まず、この記事に訪問してくださり、ありがとうございます。

ディベートの講師をしているせいか、皆さんからささ脳と思われているようですが、私は自他共に認めるうさ脳です。自分の利き脳とそのパターンを知ると、自分の得意不得意がわかるのか、仕事がはかどりますね。

今後は、ディベートやエニアグラムにも、ひとりひとりの利き脳を活かしたワークを入れようか検討中です。

即興ディベートワークショップ

この記事では、利き脳をテーマに4つのタイプについてすべてお伝えしていきます。

即興ディベートワークショップ2019

はじめに

1.腕と指の組み方で情報の「捉え方」と「処理」の仕方がわかる?

右脳左脳

出典:http://feely.jp/5429/

以前、FACEBOOKで知人が紹介していて興味をもちました。

1-1 腕を組んでみる

まずは、両腕を組んでみてください。

  • う脳:右が下であれば、右脳でアウトプット
  • さ脳:左が下だったら、左脳でアウトプット

なぜそうなる?

無意識に自分の利き腕を守っているからでしょう。

1-2 指を組んでみる

  • う脳:右が下であれば、右脳でインプット
  • さ脳:左が下だったら、左脳でインプット

同じように、今度は、指を組んでみて、右の親指が隠れていれば、右脳を守っている証拠です。下側の指と利き脳の関係は、おそらく無意識に自分の利き脳に該当する腕や指を守っているからでしょう。

さて、あなたは、4つのうちどれでしょうか?

即興ディベートワークショップ2019

2.うう脳、うさ脳、ささ脳、さう脳の違い

4つのパターンを作ったので見ていきましょう。

2-1 うう脳-右脳でインプット/右脳でアウトプット

楽天的でマイペース
直感とひらめき重視な感覚人間タイプ

芸術家タイプですね。

言語から非言語情報までアナログで処理することができます。更に、その情報をアウトプットするときも感覚で行います。

うう脳の代表キャラといえばこの人

amazon.co.jp

スティーブジョブズですね。(笑)

アーティスト、デザイナー、クリエイターなどゼロから何かを創り出す人はうう脳なのですね。
客観的な事実や理屈よりも、自身の直観やひらめきを大事にします。

そして、人に何かを説明するときは、頭の中で何かを描き、その絵の内容を人に魅せる感じで説明します。

スティーブ・ジョブズってそんなイメージですよね。

因みに、スティーブジョブズは、プレゼンの天才と言われていますが、前日にひとりで練習をしていた話も有名です。

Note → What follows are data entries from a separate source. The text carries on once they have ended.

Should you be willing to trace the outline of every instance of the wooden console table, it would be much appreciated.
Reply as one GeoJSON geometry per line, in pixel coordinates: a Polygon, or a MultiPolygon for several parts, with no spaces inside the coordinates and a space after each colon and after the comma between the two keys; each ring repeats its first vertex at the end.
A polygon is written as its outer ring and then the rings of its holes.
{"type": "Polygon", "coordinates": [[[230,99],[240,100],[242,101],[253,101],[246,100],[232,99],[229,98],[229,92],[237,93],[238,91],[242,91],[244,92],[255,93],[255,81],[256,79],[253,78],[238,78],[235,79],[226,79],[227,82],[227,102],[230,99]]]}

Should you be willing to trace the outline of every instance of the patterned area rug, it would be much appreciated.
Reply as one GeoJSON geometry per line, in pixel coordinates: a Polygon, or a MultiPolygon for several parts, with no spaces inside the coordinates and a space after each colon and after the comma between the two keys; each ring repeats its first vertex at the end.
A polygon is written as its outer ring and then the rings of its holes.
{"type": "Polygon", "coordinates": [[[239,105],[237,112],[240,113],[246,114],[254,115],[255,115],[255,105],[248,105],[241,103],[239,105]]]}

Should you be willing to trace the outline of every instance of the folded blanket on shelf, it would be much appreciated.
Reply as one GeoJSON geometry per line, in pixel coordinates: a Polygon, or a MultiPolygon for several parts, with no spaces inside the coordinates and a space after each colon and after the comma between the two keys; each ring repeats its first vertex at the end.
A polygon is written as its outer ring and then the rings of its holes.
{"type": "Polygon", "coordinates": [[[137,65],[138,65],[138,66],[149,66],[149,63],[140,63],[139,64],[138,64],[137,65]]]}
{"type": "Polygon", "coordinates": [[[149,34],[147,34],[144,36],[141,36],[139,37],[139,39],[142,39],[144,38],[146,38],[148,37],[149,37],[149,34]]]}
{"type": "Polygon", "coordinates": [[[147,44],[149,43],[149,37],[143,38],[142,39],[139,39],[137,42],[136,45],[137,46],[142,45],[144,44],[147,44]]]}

うう脳の強みは、練習を積み重ねることで感覚ベースでインプットとアウトプットができるようになれることですね。

なにかひとつを極めれば、天才に慣れるかもしれません。

うう脳の方は、抽象的な言い回しが多くて、論理や数字で人に何かを説明することに苦手意識を持っていますが、プレゼンは練習をすれば誰でもできるようになります。

うう脳はディベートが強い? マシンガントークがハンパない!

余談ですが、うう脳は、案外と「ディベート」が得意だったりします。ディベートは、論理やロジックで考えることが求められますが、最終的にはその論理やロジックすらも感覚で処理できないと試合についていけません。もちろん、トレーニングが必要ですし、一朝一夕では身につきませんが、モノにすれば最強です。

一方、うう脳は抽象思考が得意なので、日々の生活で抽象度を上げる訓練をしてみてもよいでしょう。

抽象度については、こちらの記事でまとめたのでご覧ください。

抽象度とは何か?抽象的との違い!高める方法・実例あり

2-2 うさ脳-右脳でインプット/左脳でアウトプット

完璧主義で自分で決めたい個性派

うう脳が、感覚でアウトプットするのに対して、うさ脳はインプットこそ感覚的ですが、その感覚をロジックや言葉で表現することに拘ります。そのため、うさ脳は、誰かと話をすることが大好きです。4タイプの中で、最もコミュニケーション中毒でしょう。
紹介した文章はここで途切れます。